A ideia do emprego flexível foi ‘vendida’ como tendência moderna. De início, foi exigida uma maior qualificação de quem procura emprego. Desempregos estruturais afinam com políticas recessivas. Relações duradouras de amor e de amizade diminuíram.

“Democracia, liberdade, segurança e o labor influenciam relacionamentos. Na medida em que os cidadãos não vislumbram futuro certo, tendem a reduzir as relações duradouras e os compromissos de longo prazo. E isso modifica a forma de se encontrar a felicidade. Queremos isso? É esse o futuro almejado?”.

A forma e o avanço da democracia definem o modo de viver e de ser feliz. Dependemos de decisões políticas. A estabilidade das regras tem relação direta com o modo de viver. Políticos eleitos decidem as prioridades e o que deve ser estimulado. Tudo depende da boa gestão e da correta decisão sobre os rumos do país.

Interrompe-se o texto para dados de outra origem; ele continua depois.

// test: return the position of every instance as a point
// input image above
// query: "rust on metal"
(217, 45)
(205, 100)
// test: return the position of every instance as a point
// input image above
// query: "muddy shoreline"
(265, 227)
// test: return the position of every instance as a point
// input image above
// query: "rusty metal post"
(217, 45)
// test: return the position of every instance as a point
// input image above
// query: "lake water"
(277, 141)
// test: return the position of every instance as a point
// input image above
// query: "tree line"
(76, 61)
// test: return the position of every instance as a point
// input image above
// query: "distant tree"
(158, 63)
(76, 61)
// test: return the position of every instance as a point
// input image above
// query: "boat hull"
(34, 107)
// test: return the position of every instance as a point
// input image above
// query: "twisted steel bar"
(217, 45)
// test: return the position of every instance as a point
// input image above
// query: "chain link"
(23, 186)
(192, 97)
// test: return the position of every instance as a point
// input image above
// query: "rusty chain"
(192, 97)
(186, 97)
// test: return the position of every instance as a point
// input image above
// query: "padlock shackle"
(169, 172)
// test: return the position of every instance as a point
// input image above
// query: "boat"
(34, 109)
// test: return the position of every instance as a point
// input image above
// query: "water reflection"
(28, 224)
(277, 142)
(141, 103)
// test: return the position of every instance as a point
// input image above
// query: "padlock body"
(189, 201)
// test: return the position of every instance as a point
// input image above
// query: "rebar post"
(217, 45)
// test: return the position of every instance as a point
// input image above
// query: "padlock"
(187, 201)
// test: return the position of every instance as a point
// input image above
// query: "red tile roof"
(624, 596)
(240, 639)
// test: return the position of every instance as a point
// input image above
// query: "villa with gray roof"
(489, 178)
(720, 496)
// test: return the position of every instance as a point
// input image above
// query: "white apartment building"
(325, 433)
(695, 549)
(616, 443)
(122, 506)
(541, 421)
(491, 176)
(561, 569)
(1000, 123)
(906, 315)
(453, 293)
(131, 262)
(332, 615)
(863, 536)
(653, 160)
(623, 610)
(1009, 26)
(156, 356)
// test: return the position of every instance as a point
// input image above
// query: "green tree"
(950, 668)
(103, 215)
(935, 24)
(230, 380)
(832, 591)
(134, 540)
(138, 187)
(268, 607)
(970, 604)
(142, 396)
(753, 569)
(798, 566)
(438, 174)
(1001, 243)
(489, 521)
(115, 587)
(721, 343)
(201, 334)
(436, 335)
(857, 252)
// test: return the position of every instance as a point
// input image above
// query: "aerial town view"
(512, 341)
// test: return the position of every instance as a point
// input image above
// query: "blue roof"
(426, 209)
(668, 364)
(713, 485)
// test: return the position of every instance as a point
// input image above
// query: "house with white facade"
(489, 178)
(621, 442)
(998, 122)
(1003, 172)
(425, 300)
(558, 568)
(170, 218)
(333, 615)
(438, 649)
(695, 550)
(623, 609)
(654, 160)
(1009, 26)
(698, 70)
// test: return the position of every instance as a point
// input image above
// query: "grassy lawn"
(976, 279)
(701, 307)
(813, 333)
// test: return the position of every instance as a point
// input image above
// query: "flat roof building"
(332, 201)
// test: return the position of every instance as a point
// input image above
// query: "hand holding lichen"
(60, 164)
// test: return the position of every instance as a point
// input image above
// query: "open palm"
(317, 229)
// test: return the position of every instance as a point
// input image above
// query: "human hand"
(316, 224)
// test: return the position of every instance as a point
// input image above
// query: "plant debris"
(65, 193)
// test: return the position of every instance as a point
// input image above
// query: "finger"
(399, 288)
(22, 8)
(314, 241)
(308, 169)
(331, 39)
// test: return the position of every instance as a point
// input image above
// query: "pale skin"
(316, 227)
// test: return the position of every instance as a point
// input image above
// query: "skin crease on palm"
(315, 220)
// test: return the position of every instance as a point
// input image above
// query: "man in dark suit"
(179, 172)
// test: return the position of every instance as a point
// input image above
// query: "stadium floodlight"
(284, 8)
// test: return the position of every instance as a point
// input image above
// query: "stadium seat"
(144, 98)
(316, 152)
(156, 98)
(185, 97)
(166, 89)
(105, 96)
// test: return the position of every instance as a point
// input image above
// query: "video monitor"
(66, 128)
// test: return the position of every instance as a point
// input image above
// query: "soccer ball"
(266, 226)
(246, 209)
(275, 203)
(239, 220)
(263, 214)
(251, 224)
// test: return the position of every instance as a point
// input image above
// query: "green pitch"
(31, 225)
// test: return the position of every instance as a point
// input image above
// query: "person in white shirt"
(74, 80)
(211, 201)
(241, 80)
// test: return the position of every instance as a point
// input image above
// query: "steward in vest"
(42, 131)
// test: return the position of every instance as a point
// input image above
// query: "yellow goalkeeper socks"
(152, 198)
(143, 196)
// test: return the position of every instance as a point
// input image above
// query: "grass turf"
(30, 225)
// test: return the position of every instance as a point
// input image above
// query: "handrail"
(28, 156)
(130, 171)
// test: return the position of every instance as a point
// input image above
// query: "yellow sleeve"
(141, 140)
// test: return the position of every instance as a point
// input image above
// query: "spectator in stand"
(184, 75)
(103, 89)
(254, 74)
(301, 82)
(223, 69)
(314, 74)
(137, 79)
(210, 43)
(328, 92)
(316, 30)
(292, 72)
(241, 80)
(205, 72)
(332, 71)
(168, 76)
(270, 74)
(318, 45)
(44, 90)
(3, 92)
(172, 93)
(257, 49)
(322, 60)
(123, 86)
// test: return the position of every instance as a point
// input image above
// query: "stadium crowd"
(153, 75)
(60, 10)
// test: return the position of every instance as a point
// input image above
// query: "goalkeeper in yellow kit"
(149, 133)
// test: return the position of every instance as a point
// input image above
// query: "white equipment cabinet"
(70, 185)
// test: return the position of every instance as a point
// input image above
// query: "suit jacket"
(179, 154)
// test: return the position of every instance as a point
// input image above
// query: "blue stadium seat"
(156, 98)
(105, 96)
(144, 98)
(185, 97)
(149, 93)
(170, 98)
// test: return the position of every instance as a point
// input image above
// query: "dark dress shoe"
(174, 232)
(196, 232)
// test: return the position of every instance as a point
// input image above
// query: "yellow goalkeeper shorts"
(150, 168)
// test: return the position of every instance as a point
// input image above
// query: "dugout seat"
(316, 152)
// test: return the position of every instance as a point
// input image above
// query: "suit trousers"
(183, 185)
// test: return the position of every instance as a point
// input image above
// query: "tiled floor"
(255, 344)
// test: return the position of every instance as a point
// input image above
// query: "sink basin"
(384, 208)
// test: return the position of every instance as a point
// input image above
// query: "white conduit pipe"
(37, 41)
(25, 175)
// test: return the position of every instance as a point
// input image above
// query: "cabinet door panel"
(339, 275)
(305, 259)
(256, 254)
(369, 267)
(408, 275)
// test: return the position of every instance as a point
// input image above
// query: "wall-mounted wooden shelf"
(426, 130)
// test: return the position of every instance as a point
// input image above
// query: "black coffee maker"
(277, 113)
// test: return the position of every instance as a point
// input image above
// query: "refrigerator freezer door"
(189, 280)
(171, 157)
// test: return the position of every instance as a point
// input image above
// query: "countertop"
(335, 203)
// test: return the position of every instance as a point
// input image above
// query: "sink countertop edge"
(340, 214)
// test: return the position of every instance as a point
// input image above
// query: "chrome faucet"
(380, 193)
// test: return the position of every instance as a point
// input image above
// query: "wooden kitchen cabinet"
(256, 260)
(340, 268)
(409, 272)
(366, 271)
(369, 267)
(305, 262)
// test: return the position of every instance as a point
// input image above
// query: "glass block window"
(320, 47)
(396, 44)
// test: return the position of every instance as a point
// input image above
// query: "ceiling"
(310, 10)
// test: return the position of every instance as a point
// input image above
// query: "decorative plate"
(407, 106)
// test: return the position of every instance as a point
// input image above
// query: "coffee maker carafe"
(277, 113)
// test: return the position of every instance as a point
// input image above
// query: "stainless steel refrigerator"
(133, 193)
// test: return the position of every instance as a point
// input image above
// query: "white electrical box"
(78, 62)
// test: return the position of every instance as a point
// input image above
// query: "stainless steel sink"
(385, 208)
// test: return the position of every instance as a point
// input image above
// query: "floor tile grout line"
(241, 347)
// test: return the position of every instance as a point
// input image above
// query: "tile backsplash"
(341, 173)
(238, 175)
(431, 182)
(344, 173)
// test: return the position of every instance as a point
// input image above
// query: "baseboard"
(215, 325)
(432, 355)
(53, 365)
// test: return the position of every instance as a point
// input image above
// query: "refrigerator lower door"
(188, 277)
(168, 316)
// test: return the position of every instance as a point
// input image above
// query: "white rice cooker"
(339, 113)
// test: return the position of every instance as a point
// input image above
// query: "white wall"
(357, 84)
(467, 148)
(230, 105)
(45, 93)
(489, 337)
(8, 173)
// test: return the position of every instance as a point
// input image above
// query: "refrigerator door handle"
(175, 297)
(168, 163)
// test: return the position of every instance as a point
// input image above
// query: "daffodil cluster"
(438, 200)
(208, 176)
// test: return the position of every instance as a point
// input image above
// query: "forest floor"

A mídia brasileira disseminou a ideia do emprego flexível como se fora tendência moderna do trabalho qualitativo. De início, passou-se a exigir uma série de requisitos para os que procuravam emprego. O desemprego era estrutural e afinado com a política recessiva originada pela crise da dívida externa. Caracterizou-se assim a distância crescente entre a realidade e a aspiração.

Trabalhadores foram vitimados pela política recessiva e a má gestão dos negócios do país. Foram conduzidos à política crescente de inferno e precarização, cujo começo remonta à política neoliberal iniciada pelo confisco da poupança. A gênese dessa ideologia sobre a esfera do trabalho se deu nos estudos sobre a consciência do sentimento comum de insegurança.

Pessoas que temem perder o emprego se tornam inseguras, tensas e frustradas. Podem até ter raiva, mas é passiva. A insegurança se alimenta do medo e a motivação é o medo. Há reações como engano, ilusão, baixa autoestima, sentido de engajamento constante e a sensação de estar isolado no meio de uma multidão solitária.

Psicólogos evolucionistas veem no ser humano uma predisposição natural de confiar e cooperar. Ambientes de instabilidade e insegurança, entretanto, colocam em risco cooperação e solidariedade. No ambiente de trabalho flexível há receio de assumir um compromisso de prazo longo, pois envolve esforço com escassa ou nenhuma reciprocidade. O corolário desse receio é a atrofia do acordo tácito de solidariedade entre as gerações.

Ficam afetados relacionamentos pessoais e afetivos. Relações entre homem e mulher e amizades se tornam menos duradouras. A instabilidade desfavorece os compromissos duradouros. Se o futuro é incerto e a incerteza, crônica, as pessoas tendem a se sentir inseguras ao ponto de desistir ou adiar o nascimento de filhos e a constituição de famílias. Isso explica o porquê de a política neoliberal inserir um viés de redução demográfica.

Não por acaso as relações em geral se tornam efêmeras, descartáveis. O namoro romântico cedeu lugar à relação tipo “ficar”. Há um trabalho premeditado, a priori. Prestigiou-se o supérfluo e a descartabilidade. Pasmem! O namoro se transfigurou e se tornou objeto de consumo. Trocou-se a essência pela aparência!

A classe média segue na espiral descendente do genocídio do emprego, mercados hipertrofiados, plantas industriais corroídas, anemia de investimento e colapso de serviços públicos e investimento estatal. O insuspeito Wall Street Journal publicou reportagem com números do esmagamento da classe média no primeiro mundo, antes da crise.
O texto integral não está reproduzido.